Social long-term care insurance is waiting as the next financial construction site. On average, home residents currently pay 2179 euros per month. Since the beginning of the year, at least a partial reduction in personal contributions has come into effect: people in need of care in facilities pay between five and 70 percent less, depending on the length of their stay there. This requires three billion euros more per year from the long-term care insurance funds. Expenditure in care will increase if wages are raised there or if more staff are hired, both of which are urgent tasks from the point of view of the vdek. It is also critical that ten percent of those in need of care, especially those in inpatient care, are dependent on “help for care” from the social welfare offices – their pensions cannot cover the necessary amounts.

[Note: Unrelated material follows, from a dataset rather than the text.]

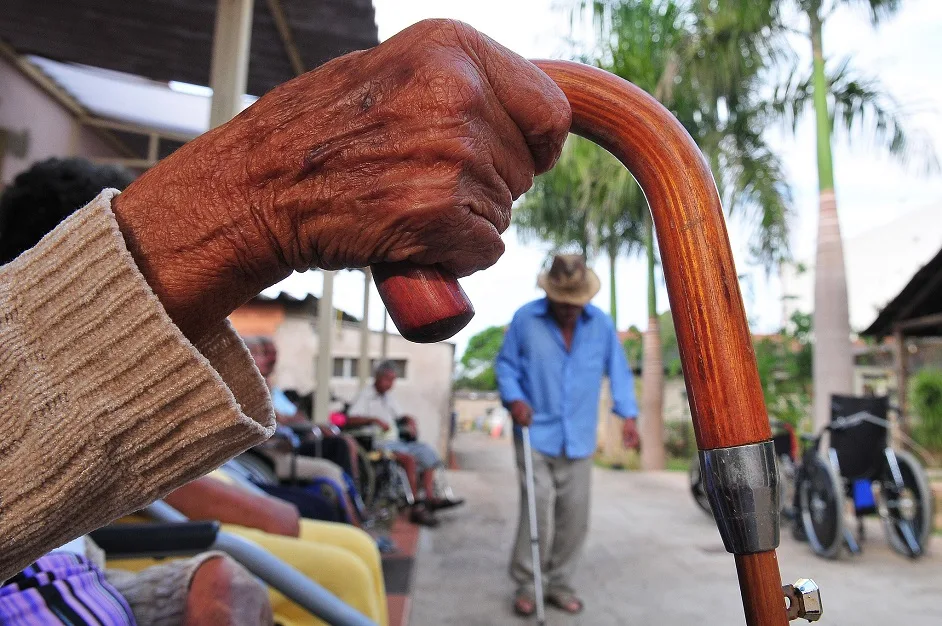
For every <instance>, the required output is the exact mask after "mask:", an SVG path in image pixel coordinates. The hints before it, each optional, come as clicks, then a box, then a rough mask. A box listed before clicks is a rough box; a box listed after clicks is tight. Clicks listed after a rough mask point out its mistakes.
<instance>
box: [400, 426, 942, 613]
mask: <svg viewBox="0 0 942 626" xmlns="http://www.w3.org/2000/svg"><path fill="white" fill-rule="evenodd" d="M456 453H457V456H458V462H459V465H460V467H461V468H462V469H461V470H460V471H456V472H452V473H451V474H450V480H451V483H452V486H453V487H454V488H455V491H456V492H458V493H459V494H460V495H462V496H465V497H466V498H467V499H468V504H467V505H466V506H464V507H462V508H461V509H459V510H456V511H454V512H449V513H447V514H442V516H441V517H442V522H443V523H442V525H441V526H439V527H438V528H437V529H435V530H431V531H423V534H422V537H421V539H420V543H419V555H418V557H417V558H418V571H417V574H416V580H415V586H414V587H413V589H414V596H413V607H412V619H411V623H412V624H415V625H417V626H424V625H425V624H454V625H459V624H460V625H462V626H491V625H497V624H525V623H526V621H525V620H522V619H520V618H517V617H514V616H513V614H512V613H511V611H510V601H511V592H512V587H511V584H510V581H509V578H508V576H507V558H508V554H509V550H510V542H511V537H512V535H513V533H514V531H515V528H516V523H517V521H516V506H517V504H516V502H517V488H516V476H515V470H514V468H513V463H512V457H511V455H512V453H511V448H510V444H509V442H508V441H507V440H503V441H493V440H490V439H488V438H486V437H485V436H484V435H481V434H476V433H471V434H463V435H459V436H458V439H457V440H456ZM593 480H594V482H593V492H592V497H593V505H592V520H591V528H592V529H591V533H590V538H589V543H588V545H587V548H586V553H585V557H584V560H583V563H582V567H581V569H580V573H579V576H578V579H577V584H578V585H579V586H580V588H581V589H582V590H583V597H584V599H585V601H586V610H585V612H584V613H583V614H582V615H580V616H578V617H575V618H570V617H568V616H565V615H563V614H561V613H559V612H558V611H555V610H553V609H547V611H548V618H549V619H548V623H549V624H550V625H561V624H567V625H568V624H585V625H592V626H602V625H607V624H611V625H632V624H637V625H641V624H657V625H659V626H686V625H691V626H692V625H697V626H701V625H717V626H729V625H731V624H733V625H735V624H742V623H744V621H743V616H742V606H741V603H740V599H739V588H738V584H737V581H736V571H735V566H734V564H733V560H732V557H731V556H730V555H728V554H727V553H726V552H725V551H724V550H723V546H722V543H721V541H720V539H719V536H718V534H717V532H716V528H715V526H714V525H713V522H712V520H710V519H709V518H708V517H707V516H706V515H704V514H703V513H701V512H700V510H699V509H698V508H697V507H696V505H695V504H694V503H693V501H692V499H691V498H690V496H689V493H688V491H687V486H686V475H685V474H684V473H681V472H659V473H629V472H614V471H609V470H601V469H596V470H595V475H594V478H593ZM872 521H873V523H872V524H870V525H869V526H868V528H867V530H868V537H869V541H868V542H867V543H866V545H865V552H864V554H863V555H862V556H860V557H858V558H853V559H851V558H850V557H845V558H844V559H843V560H840V561H824V560H821V559H818V558H817V557H815V556H813V554H812V553H811V551H810V549H809V548H808V547H807V546H806V545H804V544H800V543H797V542H795V541H793V540H792V539H791V537H790V535H789V534H788V533H787V532H786V533H784V535H786V536H783V538H782V546H781V547H780V549H779V559H780V563H781V567H782V574H783V577H784V578H785V580H787V581H789V582H792V581H794V580H795V579H796V578H800V577H811V578H814V579H815V580H816V581H817V582H818V583H819V584H820V585H821V588H822V590H823V601H824V607H825V618H824V620H822V622H818V623H823V624H831V625H834V626H860V625H869V624H891V625H894V626H896V625H899V626H902V625H906V626H929V625H933V626H936V625H938V624H942V541H939V540H938V539H936V540H935V542H934V543H933V546H932V548H933V549H932V552H931V554H930V555H929V556H927V557H926V558H924V559H922V560H920V561H917V562H910V561H908V560H906V559H904V558H902V557H900V556H898V555H897V554H896V553H894V552H892V551H891V550H890V548H889V547H888V546H887V545H886V542H885V540H884V537H883V532H882V529H881V527H880V525H879V520H876V519H874V520H872ZM534 621H535V620H534ZM794 623H795V624H798V623H807V622H804V621H801V622H794Z"/></svg>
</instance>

The vdek demands that the training costs be covered by the state, as it is a task for society as a whole. A further relief for the long-term care insurance funds should result from the fact that the investment costs for inpatient care may no longer be collected from the residents of the homes. Currently, that is an average of 466 euros per month per person in need of care. The federal states should take over this post. In addition, the vdek hopes that the 60 billion euros in reserves that have been accumulated by private long-term care insurance companies will be used to stabilize the long-term care insurance funds.

The vdek also presented the results of a survey on satisfaction with care. Most of them liked the fact that general practitioners and specialists took enough time for their patients. However, the waiting times are also worthy of criticism, especially for specialist appointments. 38 percent of those surveyed had to wait a month or longer for an appointment, one in six even more than three months. Vdek CEO Ulrike Elsner criticized in this context that these waiting times exist, although appointment service points exist. In addition, the statutory health insurance companies paid 800 million extra fees for reducing waiting times. The practices could offer more here, including the option of booking appointments online. That happens far too little, especially in rural areas.